Risk factors: The value of the Portfolio's shares will change, and you could lose money on your investment. An investment in the Portfolio is not a bank deposit and is not insured or guaranteed by the Federal Deposit Insurance Corporation or any other government agency. Fixed-income securities are subject to interest rate risk and, as such, the net asset value of the Portfolio may fall as interest rates rise. The lower-rated securities in which the Portfolio may invest may carry greater risk of nonpayment of interest or principal then higher-rated bonds. In addition to the risks typically associated with fixed-income securities, loan participations in which the Portfolio may invest carry other risks, including the risk of insolvency of the lending bank or other intermediary. Loan participations may be unsecured or not fully collateralized may be subject to restrictions on resale and sometimes trade infrequently on the secondary market. The Portfolio's emphasis on dividend-paying stocks involves the risk that such stocks may fall out of favor with investors and underperform nondividend paying stocks and the market as a whole over any period of time. In addition, there is no guarantee that the companies in which the Portfolio invests will declare dividends in the future or that dividends, if declared, will remain at current levels or increase over time. The amount of any dividend the company may pay may fluctuate significantly. In addition, the value of dividend-paying common stocks can decline when interest rates rise as fixed-income investments become more attractive to investors. This risk may be greater due to the current period of historically low interest rates. The Portfolio typically holds a limited number of stocks (generally 45 to 55). As a result, the appreciation or depreciation of any one security held by the Portfolio will have a greater impact on the Portfolio's net asset value than it would if the Portfolio invested in a large number of securities. The value of a security believed by the Portfolio's managers to be undervalued may never reach what the manager believes to be its full value, or such security’s value may decrease.

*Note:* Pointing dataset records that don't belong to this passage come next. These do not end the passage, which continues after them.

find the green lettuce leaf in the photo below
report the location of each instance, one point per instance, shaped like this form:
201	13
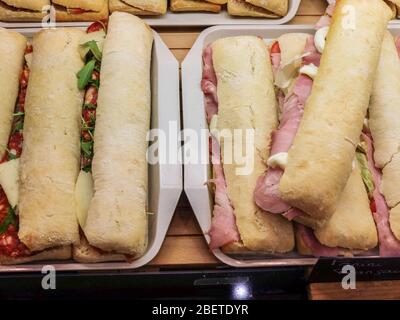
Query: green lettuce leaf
365	172
8	220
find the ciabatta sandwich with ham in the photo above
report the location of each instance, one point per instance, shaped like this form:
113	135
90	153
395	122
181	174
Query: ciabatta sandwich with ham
239	95
317	168
381	143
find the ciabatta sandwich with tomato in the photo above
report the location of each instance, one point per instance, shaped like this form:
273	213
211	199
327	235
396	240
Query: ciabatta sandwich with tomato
39	168
23	10
111	191
194	5
80	10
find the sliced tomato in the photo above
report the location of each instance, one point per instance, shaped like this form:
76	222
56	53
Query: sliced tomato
15	143
275	48
372	206
29	49
76	10
91	95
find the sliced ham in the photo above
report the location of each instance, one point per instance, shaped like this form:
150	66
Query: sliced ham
293	213
317	249
325	20
209	84
223	225
266	194
389	246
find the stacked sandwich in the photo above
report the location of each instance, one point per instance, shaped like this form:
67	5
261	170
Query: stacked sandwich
65	10
48	205
325	168
139	7
248	8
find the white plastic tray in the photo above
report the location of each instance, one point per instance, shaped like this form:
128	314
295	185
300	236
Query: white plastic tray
189	19
194	117
165	180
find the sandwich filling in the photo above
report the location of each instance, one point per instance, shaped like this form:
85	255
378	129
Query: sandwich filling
291	107
223	225
10	244
89	81
389	245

Annuities are long-term financial products designed for retirement purposes. Annuity and life insurance guarantees are based on the financial strength and claims-paying ability of the issuing insurance company. The guarantees have no bearing on the performance of a variable investment option. Variable investment options are subject to market risk, including loss of principal. There are charges and expenses associated with annuities and variable life insurance products, including mortality and expense risk charges, management fees, administrative fees, expenses for optional riders and deferred sales charges for early withdrawals. Withdrawals before age 59 1/2 may be subject to a 10% IRS tax penalty and surrender charges may apply.